Carter Joseph saw firsthand what Walmart did to his hometown of Georgetown, S.C. The shuttered businesses, the bones of local stores that died when the big-box retailer opened a Supercenter just down the street.
"Walmart to me represents capitalism at its very worst," he said on Feb. 23 to a crowd of more than 250 people in the commons room of a church just half a mile north of Decatur. "Capitalism on steroids. Architecture at its worst."
Joseph lives less than one mile from Suburban Plaza, the mammoth shopping center which Selig Enterprises, the Atlanta-based developer, plans to redevelop with a 149,000-square-foot Supercenter as an anchor. Since news about the plan broke late last year, neighborhood residents have hammered out nonbinding agreements with the big-box retailer and developer over everything from bicycle racks to the location of wall signs. Others in this walkable, progressive burg (such as those in attendance tonight) have contributed more than $1,000 to hire a lawyer and spent Friday afternoons holding signs at the nearby intersection protesting Walmart.

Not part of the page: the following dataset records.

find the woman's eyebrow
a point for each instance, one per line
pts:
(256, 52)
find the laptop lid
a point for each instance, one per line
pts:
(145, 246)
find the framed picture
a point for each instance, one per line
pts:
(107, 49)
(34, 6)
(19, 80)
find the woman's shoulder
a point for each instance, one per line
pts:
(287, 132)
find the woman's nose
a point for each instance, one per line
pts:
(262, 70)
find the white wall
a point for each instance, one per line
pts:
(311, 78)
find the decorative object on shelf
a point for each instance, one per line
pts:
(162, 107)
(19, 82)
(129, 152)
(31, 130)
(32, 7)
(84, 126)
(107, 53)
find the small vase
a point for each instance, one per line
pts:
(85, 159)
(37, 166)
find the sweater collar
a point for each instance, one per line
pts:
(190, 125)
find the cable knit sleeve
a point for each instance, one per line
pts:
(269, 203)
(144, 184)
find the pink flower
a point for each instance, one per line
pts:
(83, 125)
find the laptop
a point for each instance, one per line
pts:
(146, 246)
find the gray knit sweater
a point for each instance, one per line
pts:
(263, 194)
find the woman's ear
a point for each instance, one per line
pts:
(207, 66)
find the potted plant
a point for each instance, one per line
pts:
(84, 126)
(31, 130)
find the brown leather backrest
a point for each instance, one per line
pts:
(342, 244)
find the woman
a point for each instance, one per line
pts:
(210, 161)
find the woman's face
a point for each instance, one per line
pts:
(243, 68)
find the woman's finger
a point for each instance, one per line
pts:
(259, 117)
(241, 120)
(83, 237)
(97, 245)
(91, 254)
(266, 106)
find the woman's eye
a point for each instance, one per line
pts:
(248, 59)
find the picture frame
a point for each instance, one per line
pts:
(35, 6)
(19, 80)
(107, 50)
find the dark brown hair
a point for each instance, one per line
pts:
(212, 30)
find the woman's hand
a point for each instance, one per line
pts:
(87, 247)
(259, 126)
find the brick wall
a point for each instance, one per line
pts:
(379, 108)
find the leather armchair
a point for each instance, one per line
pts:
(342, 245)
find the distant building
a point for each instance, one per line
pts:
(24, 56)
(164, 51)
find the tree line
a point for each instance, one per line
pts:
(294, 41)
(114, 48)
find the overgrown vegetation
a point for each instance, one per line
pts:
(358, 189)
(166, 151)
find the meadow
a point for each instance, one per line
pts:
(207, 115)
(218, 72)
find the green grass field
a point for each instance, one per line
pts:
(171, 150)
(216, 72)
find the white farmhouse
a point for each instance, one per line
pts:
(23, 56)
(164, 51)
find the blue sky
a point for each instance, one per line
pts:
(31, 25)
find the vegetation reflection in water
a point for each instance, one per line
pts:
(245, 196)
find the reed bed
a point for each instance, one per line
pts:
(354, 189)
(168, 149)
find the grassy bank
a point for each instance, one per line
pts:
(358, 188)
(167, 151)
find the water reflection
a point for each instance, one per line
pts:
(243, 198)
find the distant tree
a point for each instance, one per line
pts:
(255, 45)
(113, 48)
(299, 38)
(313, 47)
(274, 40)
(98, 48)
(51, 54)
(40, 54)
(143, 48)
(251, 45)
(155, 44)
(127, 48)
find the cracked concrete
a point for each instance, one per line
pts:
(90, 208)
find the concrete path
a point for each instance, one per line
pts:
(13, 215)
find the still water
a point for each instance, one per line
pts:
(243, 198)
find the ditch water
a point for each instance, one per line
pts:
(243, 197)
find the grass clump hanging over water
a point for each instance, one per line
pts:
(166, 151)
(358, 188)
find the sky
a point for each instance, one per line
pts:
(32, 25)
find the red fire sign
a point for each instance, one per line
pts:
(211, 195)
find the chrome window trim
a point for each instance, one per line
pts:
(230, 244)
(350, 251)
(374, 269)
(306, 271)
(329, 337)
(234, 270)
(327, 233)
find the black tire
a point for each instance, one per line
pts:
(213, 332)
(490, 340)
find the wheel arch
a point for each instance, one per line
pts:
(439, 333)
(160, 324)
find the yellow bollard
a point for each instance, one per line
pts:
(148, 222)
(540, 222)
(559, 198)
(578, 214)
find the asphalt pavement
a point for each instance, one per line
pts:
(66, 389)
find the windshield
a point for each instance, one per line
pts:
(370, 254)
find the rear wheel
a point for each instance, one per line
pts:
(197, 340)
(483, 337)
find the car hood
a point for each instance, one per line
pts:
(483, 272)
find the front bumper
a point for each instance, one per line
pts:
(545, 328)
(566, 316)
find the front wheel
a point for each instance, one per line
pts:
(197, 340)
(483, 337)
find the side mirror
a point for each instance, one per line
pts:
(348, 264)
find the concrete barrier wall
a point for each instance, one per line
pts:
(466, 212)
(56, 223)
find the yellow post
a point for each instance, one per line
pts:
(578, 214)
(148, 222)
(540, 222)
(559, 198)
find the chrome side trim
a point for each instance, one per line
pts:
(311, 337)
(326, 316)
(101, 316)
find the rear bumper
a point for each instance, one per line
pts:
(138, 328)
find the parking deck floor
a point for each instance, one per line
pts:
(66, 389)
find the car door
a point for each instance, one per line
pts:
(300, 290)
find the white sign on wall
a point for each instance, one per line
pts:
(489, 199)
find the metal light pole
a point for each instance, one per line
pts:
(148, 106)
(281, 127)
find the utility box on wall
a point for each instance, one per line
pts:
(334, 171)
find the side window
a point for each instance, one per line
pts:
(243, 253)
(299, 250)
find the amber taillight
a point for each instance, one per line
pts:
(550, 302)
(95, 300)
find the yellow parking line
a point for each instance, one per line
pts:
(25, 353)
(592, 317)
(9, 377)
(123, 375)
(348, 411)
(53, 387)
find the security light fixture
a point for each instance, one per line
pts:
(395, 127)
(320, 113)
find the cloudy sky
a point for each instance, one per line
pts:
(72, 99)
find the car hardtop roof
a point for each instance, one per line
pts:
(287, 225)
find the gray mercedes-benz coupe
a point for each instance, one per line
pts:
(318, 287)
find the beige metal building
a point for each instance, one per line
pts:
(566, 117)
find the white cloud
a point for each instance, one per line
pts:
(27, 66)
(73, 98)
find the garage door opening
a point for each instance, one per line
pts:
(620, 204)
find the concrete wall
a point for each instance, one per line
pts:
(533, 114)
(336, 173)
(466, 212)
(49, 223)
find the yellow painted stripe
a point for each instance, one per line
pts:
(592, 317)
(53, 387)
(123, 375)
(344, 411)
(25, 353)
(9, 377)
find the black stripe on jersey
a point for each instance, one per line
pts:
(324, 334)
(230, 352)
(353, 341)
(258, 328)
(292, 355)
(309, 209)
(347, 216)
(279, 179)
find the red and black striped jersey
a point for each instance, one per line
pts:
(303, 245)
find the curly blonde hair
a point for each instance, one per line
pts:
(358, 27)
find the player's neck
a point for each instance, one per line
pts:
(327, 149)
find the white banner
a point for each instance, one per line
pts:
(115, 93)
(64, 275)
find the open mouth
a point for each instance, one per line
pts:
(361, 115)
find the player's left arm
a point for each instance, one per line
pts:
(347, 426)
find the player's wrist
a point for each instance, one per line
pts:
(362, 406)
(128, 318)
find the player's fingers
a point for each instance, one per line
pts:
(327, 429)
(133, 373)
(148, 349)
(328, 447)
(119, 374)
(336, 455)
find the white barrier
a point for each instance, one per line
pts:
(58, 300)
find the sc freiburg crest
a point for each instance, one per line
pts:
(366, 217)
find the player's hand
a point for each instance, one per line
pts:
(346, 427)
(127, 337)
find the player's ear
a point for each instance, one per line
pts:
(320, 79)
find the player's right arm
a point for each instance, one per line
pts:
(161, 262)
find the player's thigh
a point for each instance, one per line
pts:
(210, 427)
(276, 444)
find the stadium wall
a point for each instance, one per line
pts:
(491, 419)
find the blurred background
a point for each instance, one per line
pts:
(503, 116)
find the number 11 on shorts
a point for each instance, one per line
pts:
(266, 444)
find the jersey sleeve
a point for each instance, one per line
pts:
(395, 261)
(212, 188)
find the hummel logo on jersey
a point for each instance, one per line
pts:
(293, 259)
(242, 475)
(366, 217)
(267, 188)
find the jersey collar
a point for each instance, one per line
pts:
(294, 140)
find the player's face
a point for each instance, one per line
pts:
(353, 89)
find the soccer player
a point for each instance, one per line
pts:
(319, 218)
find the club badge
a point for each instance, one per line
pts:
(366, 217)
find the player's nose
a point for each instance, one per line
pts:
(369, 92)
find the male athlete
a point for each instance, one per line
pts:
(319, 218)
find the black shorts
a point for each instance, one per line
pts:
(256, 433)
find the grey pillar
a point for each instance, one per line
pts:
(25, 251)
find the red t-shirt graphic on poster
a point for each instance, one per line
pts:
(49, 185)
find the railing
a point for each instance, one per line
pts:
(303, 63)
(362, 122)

Eyes wide with anger and fingers pointing to the ground in defiance, Joseph warned of doom should the big-box retailer join the neighborhood.
"They treat their employees like dirt," he said. "They treat their suppliers like dirt. And they'll treat this neighborhood like dirt, as they've treated countless towns and communities across this country."
Suburban Plaza isn't the only place where Walmart, which operates only five stores inside the Perimeter, has cast its gaze. Nearly 60 miles away in Athens, the college town — and even some of its progressive factions — has become divided over Selig's plans to transform several parcels on the edge of downtown into a 10-acre, mixed-use development that would most likely include a Walmart. Meanwhile, in Vine City, the historic and impoverished Atlanta neighborhood less than two miles from downtown's skyscrapers, the big-box retailer finally broke ground on an abandoned Publix it plans to expand into a store offering groceries, a pharmacy, and financial services.
After nearly 50 years of conquering rural and suburban America, Walmart has focused on its final frontier: U.S. cities. Since the early 2000s, the company has invested considerable political will (and cash) trying to elbow its way into urban areas such as Los Angeles, Chicago, and New York. The moves, which usually feature nasty drag-out fights with unions and agreements with neighborhood groups, ride on the promises of lower prices and more jobs. But after years of anti-Walmart websites, documentaries, and studies questioning whether the retailer's cutthroat business tactics and treatment of its employees are worth the cost savings, opponents are better prepared to push back against the mega-retailer that, according to one estimate, controls 33 percent of the grocery market. And for many — but not all — of the proposed stores, the battle to defend one's turf from terrible design, questionable labor policies, and low-cost goods that don't come from Target, has begun.
"This is a war," Donald Stack, a land-use attorney hired by the resident opposition group which wrangled the residents at the church on North Decatur Road. "It is a war for your community. It is a war for your property values. It is a war for your safety."